Третьего способа нет, и люди, выступающие за «решение демографической проблемы» с моральных, в том числе религиозных позиций, должны отдавать себе отчет в том, что с этих позиций проблему можно только смягчить, и то вряд ли существенно. Нельзя ограничиваться патетическими восклицаниями в том смысле, что, когда в школе преподавали Закон Божий, а исповедь была обязательной, естественный прирост населения был, а теперь вот его нет. Мышление на уровне патетических восклицаний исходит из того, что, если вернуть Закон Божий и обязательную воцерковленность (или иные приметы «старого доброго времени»), то вернется и прирост, как будто с тех пор не изменилась радикально и необратимо вся социальная структура.

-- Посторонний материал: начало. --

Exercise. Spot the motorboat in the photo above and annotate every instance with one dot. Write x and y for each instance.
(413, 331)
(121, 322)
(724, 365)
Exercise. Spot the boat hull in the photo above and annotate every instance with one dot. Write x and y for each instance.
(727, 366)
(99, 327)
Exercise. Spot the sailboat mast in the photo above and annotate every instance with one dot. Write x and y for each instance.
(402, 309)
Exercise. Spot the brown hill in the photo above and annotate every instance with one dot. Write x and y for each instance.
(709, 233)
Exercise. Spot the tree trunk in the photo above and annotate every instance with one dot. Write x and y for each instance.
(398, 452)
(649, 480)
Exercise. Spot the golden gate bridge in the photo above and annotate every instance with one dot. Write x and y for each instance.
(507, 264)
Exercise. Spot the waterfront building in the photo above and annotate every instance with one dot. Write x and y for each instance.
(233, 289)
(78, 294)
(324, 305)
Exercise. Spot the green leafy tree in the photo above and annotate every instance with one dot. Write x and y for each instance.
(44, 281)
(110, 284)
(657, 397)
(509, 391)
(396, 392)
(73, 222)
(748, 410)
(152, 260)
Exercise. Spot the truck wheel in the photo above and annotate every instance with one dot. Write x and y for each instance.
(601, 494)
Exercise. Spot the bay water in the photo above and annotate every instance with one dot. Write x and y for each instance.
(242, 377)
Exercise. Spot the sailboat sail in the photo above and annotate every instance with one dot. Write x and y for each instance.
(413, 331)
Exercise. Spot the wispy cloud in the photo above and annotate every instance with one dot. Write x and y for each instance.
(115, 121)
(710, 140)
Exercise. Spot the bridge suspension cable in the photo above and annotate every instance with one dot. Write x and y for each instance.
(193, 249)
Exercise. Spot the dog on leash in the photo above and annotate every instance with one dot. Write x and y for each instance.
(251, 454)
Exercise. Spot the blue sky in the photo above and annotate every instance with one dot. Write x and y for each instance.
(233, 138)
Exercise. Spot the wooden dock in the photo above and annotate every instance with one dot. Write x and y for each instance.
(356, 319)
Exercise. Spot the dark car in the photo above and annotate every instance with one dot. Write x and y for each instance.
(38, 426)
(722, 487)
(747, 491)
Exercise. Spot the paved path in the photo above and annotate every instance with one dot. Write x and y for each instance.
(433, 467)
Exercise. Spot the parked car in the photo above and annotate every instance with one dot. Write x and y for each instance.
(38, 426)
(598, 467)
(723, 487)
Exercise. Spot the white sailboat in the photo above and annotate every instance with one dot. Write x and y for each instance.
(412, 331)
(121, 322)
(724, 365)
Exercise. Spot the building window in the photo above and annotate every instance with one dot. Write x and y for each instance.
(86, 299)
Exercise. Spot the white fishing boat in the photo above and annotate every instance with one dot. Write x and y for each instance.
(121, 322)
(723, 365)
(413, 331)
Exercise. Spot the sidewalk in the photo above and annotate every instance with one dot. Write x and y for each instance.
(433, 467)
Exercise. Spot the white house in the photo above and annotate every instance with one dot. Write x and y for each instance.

Митрополит Кирилл, конечно, не столь наивен. Мы видим, что в документах, прямо или косвенно исходящих от Патриарха и из ОВЦС, постепенно нащупывается современная социально-политическая программа Церкви. И выступление митрополита Кирилла о демографии лежит в том же русле.
Документы РПЦ последних лет рисуют проект России как державы русских православных людей, причем понятия «русский» и «православный» очень сближены. Всякому понятно, что они не совпадают, но если определять «русскость» не по крови, а по культуре, а саму культуру определить через ее русско-православные корни, то возникнет правдоподобная картина: Россия — это страна людей, относящих себя к русской православной культуре, и их союзников — тех, кто относит себя к татарской мусульманской, калмыцкой буддистской и другим культурам.
Конечно, такое описание России выглядит неполноценным, так как игнорирует атеистов, людей с «не совпадающими» этнической и религиозной идентичностями (например, русский, принявший буддизм), а главное — огромную массу людей, относящих себя к той или иной религиозной традиции лишь в самом поверхностном смысле. Но следует признать, что предлагаемая Церковью картина довольно неплохо соответствует нашим обыденным представлениям.
И эта картина стабильна только при сохранении численно доминирующего «русско-православного» большинства. Если большие группы иммигрантов будут умножаться и сохранять свою культурную идентичность, это доминирование рано или поздно закончится.
Теоретически, коли от иммиграции отказаться в обозримом будущем не удается, можно было бы поддерживать доминирование путем решительной ассимиляции иммигрантов — того самого превращения китайцев (они здесь — лишь условный пример) в русских православных по культурной самоидентификации. Однако митрополит Кирилл справедливо исходит из того, что современное российское общество (как и современное западное) не способно на достаточно массовую и действенную ассимиляцию.
Сегодня провозгласить лозунг ассимиляции — это значит фактически предложить иммигрантам лишь условно признать себя «русскими православными», «татарами-мусульманами» и т. д. Тогда, войдя в соответствующие «общины», они изменят их изнутри. Попросту говоря, если среди прихожан РПЦ окажется со временем половина слабо ассимилированных китайцев, это будет уже несколько другая Церковь. И такую цену митрополит Кирилл заплатить не готов: РПЦ слишком привязана к собственному несколько анахроничному образу, который включает как обязательный элемент этническую русскость.
Александр Маркович Верховский — правозащитник, директор информационно-аналитического центра «Сова».